No início do ano passado, Campos foi lotado em Roraima - em abril, o inquérito foi transferido para lá. Ele mandou, então, ofícios a reitores e diretores de dez instituições de pesquisa dos Estados Unidos. Até agora, apenas quatro delas apenas retorno, afirmando que de fato possuíam o material procurado.

As quatro instituições em questão foram: a Universidade do Estado da Pensilvânia, a Universidade Estadual de Nova York, a Universidade da Califórnia e o Instituto Nacional do Câncer. O procurador-geral da República em Roraima, Maurício Fabretti, esclareceu que as duas últimas inicialmente negaram a existência das amostras, mas depois retificaram a informação. "Com a notoriedade que o caso vem ganhando, está sendo mais fácil sensibilizar os cientistas", comentou.

Fabretti afirmou que acredita na possibilidade de solução extrajudicial para o conflito. "As quatro instituições querem devolver as amostras de sangue, mas não sabem a quem. Elas questionam a representatividade das ONGs e das lideranças indígenas", declarou. "Por isso, estamos tentando reforçar a legitimidade do Ministério Público Federal na defesa dos interesses dos povos indígenas. Isso nem sempre é reconhecido no exterior, até porque os Estados Unidos têm um sistema jurídico muito diferente do nosso", completou.

"Parte das amostras foi coletada na Venezuela. Por isso, as universidades e centros de pesquisa norte-americanos querem provas de que efetivamente representamos todos os Ianomâmi", revelou Santos. "Para ajudar nesse convencimento, as lideranças indígenas estão passando um abaixo-assinado nas comunidades da terra indígena ianomâmi".

De acordo com o antropólogo, a devolução das amostras aos Ianomâmi é essencial para o bem estar das comunidades. "Quando um ianomâmi morre, os parentes cremam seus restos mortais e seus bens pessais – e nunca mais tocam no seu nome.

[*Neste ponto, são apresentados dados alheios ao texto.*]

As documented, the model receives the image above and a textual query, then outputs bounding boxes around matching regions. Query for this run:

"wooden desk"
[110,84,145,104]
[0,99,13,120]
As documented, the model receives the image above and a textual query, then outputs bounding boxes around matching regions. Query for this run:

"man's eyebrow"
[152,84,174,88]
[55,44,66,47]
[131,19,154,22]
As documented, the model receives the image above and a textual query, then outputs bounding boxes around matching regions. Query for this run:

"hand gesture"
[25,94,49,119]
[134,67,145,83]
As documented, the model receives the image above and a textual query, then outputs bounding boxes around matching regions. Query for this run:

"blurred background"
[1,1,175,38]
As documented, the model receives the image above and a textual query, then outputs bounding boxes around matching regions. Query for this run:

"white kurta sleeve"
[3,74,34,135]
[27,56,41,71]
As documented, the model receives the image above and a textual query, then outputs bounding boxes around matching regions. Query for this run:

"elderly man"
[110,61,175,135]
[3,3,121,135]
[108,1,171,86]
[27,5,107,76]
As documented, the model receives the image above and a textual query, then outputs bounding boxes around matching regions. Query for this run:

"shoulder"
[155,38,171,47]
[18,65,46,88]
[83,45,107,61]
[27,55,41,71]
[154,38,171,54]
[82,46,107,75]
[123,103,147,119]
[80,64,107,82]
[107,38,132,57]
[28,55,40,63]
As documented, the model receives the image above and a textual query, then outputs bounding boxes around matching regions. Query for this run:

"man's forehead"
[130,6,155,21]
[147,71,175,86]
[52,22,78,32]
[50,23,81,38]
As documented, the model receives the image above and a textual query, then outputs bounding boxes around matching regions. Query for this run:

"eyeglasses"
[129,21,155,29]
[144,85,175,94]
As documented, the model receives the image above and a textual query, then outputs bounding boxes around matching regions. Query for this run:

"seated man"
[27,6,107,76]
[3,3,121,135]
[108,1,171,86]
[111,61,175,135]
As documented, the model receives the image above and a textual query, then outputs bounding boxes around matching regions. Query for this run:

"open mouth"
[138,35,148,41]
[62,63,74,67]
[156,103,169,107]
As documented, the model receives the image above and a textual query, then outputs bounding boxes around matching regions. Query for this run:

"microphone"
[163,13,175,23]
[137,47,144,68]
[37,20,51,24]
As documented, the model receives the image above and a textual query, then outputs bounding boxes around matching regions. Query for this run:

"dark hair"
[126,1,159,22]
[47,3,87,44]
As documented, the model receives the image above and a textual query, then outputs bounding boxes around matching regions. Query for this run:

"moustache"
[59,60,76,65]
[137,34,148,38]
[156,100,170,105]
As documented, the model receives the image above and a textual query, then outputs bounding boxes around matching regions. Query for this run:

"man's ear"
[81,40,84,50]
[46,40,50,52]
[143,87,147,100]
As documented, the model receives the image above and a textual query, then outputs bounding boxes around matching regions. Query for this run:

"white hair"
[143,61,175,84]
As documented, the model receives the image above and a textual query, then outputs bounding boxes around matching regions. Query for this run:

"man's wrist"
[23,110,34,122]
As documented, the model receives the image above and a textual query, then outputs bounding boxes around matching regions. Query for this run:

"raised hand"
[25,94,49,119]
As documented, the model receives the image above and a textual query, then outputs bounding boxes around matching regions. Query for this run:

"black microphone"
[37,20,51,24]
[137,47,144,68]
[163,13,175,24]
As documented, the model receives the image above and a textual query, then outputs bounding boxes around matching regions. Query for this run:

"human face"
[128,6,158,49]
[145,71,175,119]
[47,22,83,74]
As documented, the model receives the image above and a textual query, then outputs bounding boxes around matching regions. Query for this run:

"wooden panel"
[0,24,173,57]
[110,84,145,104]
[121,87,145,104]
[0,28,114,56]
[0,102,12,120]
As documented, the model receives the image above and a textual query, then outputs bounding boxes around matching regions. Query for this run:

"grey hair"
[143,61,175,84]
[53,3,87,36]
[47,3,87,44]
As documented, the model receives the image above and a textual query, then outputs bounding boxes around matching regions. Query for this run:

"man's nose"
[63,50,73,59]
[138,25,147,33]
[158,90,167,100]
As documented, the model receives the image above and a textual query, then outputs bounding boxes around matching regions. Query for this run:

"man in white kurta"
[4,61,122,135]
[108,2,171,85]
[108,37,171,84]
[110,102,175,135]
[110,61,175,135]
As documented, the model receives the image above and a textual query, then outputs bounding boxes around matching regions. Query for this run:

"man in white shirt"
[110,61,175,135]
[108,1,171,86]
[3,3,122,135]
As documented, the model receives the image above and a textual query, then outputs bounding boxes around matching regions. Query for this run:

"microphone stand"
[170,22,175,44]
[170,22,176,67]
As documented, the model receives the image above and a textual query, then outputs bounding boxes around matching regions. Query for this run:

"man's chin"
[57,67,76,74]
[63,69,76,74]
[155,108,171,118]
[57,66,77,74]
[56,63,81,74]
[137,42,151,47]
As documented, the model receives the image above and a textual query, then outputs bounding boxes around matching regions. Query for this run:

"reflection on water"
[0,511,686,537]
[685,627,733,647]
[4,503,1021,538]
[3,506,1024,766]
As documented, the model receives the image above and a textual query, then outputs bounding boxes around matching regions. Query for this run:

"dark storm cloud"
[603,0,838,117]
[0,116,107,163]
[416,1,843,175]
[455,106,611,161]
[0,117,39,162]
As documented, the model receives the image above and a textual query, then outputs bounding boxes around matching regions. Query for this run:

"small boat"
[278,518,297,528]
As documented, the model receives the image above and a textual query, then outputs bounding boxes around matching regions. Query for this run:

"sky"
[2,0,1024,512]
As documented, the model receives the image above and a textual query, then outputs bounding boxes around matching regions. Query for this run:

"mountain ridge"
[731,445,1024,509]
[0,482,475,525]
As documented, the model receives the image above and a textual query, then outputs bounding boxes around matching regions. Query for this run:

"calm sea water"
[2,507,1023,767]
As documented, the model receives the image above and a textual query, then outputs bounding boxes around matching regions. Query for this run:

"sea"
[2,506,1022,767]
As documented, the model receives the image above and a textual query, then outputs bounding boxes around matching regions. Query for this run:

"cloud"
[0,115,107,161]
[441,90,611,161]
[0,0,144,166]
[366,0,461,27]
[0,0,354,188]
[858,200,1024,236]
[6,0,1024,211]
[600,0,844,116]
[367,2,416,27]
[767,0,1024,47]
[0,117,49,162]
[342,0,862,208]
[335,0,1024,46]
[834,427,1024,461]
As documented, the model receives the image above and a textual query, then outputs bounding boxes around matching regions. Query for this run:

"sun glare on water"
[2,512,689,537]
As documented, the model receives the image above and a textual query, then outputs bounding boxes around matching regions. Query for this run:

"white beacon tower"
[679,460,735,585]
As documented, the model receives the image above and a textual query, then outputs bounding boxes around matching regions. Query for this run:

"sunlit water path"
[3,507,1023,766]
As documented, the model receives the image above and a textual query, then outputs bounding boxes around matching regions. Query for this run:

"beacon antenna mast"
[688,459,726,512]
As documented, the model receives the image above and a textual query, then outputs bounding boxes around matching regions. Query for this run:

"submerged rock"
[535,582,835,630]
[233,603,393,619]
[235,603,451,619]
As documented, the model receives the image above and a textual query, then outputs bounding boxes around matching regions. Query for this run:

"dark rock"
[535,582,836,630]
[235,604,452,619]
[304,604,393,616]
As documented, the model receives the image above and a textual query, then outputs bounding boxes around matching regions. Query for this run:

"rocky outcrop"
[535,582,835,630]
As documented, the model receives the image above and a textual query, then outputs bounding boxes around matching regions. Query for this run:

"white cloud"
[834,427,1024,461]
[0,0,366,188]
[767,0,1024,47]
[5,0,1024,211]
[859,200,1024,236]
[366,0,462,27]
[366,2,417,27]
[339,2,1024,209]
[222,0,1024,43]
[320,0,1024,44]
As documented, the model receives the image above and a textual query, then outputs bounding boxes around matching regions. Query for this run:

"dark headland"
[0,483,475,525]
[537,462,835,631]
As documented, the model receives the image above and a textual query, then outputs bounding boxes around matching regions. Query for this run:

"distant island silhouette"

Agora que eles conhecem a fotografia, elas também são queimadas", explicou. "É difícil dizer exatamente o porquê desse ritual, mas ele está ligado à destruição da lembrança da pessoa morta, para que ela passe para o mundo sobrenatural e não perturbe a sociedade. A existência dessas amostras significa um sofrimento psicológico para os Ianomâmi".

O Ministério Público Federal não tem capacidade de ajuizar ações no exterior. Caso seja necessário, a Advocacia-Geral da União será obrigada a contratar um escritório de advocacia nos Estados Unidos.